Neuroelectric disruptions such as seizures and cortical spreading depolarization may contribute to the development of delayed cerebral ischemia (DCI) after aneurysmal subarachnoid hemorrhage (SAH). However, effects of antiepileptic drug prophylaxis on outcomes remain controversial in SAH. The authors investigated if prophylactic administration of new-generation antiepileptic drugs levetiracetam and perampanel was beneficial against delayed neurovascular events after SAH. This was a retrospective single-center cohort study of 121 consecutive SAH patients including 56 patients of admission World Federation of Neurological Surgeons grades IV - V who underwent aneurysmal obliteration within 72 h post-SAH from 2013 to 2021. Prophylactic antiepileptic drugs differed depending on the study terms: none (2013 - 2015), levetiracetam for patients at high risks of seizures (2016 - 2019), and perampanel for all patients (2020 - 2021). The 3rd term had the lowest occurrence of delayed cerebral microinfarction on diffusion-weighted magnetic resonance imaging, which was related to less development of DCI. Other outcome measures were similar among the 3 terms including incidences of angiographic vasospasm, computed tomography-detectable delayed cerebral infarction, seizures, and 3-month good outcomes (modified Rankin Scale 0 - 2).
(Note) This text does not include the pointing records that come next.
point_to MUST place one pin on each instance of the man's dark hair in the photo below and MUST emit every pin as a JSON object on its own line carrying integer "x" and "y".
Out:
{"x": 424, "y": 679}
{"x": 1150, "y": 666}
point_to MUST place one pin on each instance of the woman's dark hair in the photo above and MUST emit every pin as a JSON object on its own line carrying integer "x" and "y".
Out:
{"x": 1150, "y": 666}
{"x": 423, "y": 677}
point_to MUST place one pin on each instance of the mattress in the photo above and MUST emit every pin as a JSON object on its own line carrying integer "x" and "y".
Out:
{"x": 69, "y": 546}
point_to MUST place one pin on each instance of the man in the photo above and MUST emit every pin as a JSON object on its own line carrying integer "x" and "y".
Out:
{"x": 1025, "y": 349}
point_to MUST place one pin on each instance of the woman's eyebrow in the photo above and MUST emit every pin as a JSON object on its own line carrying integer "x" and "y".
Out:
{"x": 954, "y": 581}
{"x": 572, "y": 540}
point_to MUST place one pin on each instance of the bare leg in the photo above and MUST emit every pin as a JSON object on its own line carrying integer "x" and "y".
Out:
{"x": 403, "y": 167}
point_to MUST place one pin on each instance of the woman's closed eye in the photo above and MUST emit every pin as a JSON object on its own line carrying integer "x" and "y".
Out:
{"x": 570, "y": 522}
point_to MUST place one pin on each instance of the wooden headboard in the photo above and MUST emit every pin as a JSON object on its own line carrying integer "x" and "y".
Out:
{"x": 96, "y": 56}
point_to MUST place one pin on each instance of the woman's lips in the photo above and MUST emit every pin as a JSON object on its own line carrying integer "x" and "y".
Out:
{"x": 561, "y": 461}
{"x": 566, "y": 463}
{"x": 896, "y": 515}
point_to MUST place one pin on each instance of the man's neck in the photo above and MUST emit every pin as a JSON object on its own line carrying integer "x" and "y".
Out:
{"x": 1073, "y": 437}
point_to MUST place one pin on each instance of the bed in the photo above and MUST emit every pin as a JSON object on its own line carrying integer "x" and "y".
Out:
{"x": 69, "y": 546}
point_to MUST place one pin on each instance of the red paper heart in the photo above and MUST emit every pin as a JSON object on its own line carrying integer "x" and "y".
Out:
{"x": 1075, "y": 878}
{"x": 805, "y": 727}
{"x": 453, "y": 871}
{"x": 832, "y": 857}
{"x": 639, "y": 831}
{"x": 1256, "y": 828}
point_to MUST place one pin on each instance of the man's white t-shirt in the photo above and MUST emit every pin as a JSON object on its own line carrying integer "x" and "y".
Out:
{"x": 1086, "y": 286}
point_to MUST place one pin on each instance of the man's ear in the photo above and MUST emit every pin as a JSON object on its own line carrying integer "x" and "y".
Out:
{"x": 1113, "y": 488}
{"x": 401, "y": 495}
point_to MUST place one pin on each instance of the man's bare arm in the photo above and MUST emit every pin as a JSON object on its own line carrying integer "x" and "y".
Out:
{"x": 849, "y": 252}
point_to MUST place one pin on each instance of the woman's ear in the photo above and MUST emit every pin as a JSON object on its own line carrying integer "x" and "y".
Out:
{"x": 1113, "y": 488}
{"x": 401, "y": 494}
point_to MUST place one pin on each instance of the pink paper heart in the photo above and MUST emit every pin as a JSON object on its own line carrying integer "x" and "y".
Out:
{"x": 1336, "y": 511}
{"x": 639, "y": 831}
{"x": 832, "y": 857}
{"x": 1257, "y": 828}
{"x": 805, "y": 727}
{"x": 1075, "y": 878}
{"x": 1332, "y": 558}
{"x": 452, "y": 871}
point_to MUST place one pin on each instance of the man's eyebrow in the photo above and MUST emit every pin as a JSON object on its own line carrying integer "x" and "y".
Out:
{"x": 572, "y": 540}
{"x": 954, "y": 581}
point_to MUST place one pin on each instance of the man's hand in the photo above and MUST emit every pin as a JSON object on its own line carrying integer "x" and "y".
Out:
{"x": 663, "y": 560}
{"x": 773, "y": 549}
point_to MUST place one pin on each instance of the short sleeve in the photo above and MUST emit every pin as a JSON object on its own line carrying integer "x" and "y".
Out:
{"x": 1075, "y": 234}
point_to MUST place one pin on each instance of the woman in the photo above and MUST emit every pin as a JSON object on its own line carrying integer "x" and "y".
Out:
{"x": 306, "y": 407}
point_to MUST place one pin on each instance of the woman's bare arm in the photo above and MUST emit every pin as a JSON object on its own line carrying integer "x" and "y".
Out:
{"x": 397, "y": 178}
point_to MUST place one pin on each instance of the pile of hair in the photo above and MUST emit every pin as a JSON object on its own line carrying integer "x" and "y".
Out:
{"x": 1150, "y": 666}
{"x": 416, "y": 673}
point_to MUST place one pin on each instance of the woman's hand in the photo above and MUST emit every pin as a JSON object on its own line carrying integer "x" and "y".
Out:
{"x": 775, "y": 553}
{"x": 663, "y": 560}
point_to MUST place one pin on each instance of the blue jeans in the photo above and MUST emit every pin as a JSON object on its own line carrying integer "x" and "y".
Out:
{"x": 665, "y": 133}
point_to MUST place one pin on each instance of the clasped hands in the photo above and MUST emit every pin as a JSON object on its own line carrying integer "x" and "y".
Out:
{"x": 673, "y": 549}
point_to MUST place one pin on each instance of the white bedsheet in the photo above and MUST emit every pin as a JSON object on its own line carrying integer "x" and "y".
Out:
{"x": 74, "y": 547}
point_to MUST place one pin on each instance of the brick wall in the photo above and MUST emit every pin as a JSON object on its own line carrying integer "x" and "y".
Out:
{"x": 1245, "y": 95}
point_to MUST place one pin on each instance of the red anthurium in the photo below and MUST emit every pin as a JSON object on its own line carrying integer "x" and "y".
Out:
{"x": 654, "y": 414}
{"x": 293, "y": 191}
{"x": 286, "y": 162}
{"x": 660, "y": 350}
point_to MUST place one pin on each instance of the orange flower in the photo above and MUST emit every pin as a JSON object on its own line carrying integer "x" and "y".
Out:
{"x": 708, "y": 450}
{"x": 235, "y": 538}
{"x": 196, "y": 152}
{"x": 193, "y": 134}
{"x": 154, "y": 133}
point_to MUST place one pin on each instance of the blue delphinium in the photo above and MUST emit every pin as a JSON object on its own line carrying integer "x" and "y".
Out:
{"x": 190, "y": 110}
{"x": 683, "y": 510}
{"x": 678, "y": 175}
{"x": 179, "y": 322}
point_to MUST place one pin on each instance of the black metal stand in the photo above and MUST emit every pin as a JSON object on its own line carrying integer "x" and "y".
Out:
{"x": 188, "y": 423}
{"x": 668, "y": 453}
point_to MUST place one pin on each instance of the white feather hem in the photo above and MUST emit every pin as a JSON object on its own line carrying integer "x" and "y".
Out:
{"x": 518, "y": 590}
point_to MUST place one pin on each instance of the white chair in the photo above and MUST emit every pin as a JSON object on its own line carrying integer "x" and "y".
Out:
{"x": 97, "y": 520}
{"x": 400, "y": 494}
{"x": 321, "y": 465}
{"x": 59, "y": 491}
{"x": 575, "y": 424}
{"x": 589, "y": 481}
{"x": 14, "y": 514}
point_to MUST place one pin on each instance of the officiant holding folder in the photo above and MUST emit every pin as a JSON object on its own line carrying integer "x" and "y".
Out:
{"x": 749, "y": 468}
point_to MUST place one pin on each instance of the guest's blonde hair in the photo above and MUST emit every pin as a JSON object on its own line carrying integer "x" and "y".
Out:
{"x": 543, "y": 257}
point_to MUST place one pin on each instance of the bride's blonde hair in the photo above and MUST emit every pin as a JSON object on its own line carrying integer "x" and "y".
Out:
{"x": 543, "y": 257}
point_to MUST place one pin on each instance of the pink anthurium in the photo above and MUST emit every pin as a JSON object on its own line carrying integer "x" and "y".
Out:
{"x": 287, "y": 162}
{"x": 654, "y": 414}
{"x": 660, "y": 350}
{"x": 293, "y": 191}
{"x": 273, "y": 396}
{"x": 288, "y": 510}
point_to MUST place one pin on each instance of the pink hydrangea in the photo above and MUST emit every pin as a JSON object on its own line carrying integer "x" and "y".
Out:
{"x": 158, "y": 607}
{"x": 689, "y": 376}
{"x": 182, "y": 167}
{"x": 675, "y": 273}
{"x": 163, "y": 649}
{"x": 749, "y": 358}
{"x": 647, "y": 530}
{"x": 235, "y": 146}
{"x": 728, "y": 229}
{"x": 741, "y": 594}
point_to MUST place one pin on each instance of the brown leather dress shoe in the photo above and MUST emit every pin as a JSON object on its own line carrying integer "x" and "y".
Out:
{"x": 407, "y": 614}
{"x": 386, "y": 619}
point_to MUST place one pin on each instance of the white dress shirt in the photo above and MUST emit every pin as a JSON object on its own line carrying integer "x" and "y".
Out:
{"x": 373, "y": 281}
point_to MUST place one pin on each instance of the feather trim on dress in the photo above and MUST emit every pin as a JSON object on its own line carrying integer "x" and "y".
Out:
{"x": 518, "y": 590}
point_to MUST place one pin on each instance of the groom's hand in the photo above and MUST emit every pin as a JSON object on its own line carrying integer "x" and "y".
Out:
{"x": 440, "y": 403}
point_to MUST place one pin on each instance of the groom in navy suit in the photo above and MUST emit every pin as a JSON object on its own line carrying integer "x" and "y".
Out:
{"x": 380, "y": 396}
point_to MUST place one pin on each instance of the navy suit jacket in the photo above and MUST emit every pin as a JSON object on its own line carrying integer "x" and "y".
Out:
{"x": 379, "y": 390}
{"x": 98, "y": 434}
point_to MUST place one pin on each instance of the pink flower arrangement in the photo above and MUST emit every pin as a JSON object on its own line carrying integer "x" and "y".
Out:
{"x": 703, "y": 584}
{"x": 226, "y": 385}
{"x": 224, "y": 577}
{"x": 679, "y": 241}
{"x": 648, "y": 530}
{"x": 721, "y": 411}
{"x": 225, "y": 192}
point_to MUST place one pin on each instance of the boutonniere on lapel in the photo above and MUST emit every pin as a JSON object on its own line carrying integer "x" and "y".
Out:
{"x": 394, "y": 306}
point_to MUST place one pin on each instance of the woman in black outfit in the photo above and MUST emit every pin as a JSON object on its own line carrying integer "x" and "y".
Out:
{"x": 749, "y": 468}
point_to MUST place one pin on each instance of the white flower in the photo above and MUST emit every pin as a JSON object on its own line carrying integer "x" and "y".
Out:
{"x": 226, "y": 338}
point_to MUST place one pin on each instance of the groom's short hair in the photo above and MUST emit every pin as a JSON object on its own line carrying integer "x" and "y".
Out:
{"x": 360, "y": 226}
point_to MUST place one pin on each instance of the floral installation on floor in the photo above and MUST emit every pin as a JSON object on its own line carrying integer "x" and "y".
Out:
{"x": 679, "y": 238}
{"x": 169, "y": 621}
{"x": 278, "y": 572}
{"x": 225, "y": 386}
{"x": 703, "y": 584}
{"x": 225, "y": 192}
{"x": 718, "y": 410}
The present study suggests that prophylactic administration of levetiracetam and perampanel was not associated with worse outcomes and that perampanel may have the potential to reduce DCI by preventing microcirculatory disturbances after SAH. Further studies are warranted to investigate anti-DCI effects of a selective α-amino-3-hydroxy-5-methyl-4-isoxazole propionate receptor antagonist perampanel in SAH patients in a large-scale prospective study.